Leading Beyond Authority


In a nutshell

Common questions

What is leading beyond authority?

What does it mean to lead beyond authority?

The inner circle of authority

The first outer circle

The second outer circle

Step by step or leaps and bounds?

Success across the circles

Stories of people who have done it

Ten keys to leading beyond authority

  1. What should you leave behind?
  2. Adapting to a new environment
  3. Who do you need to be?
  4. Pace and timing
  5. Resetting your radar
  6. The sources of power
  7. Playing different roles
  8. Courage and caution
  9. Consensus versus coalition
  10. Passion and resonance

Are you leading beyond authority?

Want to know more?


Was there ever a time when (to paraphrase John Donne) leaders could operate as islands, entire of themselves? Frankly, I doubt it. But if there was, that time has gone. Many organisations operate via silos, with each division or department generally looking upwards and seldom sideways at issues that cross the verticals. They need leaders who can see across the whole organisation and make the sum of the parts greater than the whole. They need leaders who understand the value of networks that extend far beyond the traditional confines and, more importantly, know how to lead them. The opportunities (and threats) ahead will not come neatly parcelled to fit the department, or division, or sector, or culture, or even country into which we have arranged ourselves. They will cross boundaries and come through walls – and our leaders need to be able to do this too.
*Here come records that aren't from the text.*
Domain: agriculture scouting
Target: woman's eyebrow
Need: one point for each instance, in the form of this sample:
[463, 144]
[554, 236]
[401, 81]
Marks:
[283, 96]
And it doesn’t stop at organisations. Society needs leaders who can overcome the silo problem inside their organisation – and then move across different spheres of activity outside it and connect them too. Then, perhaps, we can start to shift the ‘silo problem’ in society as well. This requires leaders who are prepared to challenge the ‘butt out’ culture that tells everyone to ‘stick to their knitting’ and stop interfering where they don’t belong. Leaders with these skills can take responsibility for problems other than their own, both within organisations and in society at large. They can still lead, even when their legitimacy is constantly in question.

We need to nurture these leaders. We need to give them the confidence they need to legitimise themselves and challenge the old ways. And we need to make them successful as they create new ones. Why do so many leaders in this situation withdraw to their home territory, bruised, muttering about ‘them’ as they retreat? Because they simply do not know how to lead people who are not ‘theirs’. They do not know how to adapt when the instincts that led them to success in their own field do not work outside it.

I call this ‘leading beyond authority’. It’s not about having authority, then choosing not to use it; it’s about having no authority at all (and sometimes less than that). It’s about earning legitimacy with ideas that resonate, plus an approach to leadership that means people end up willingly granting authority to you.

This is vital – for organisations, for the people who lead them, for the people they lead and for society as a whole. And it’s different from conventional leadership – not completely different, but different enough to be worth exploring. And, for leaders of all kinds, in all kinds of positions and organisations, it is worth either mastering this skill set or, at the very least, learning how to do better at it.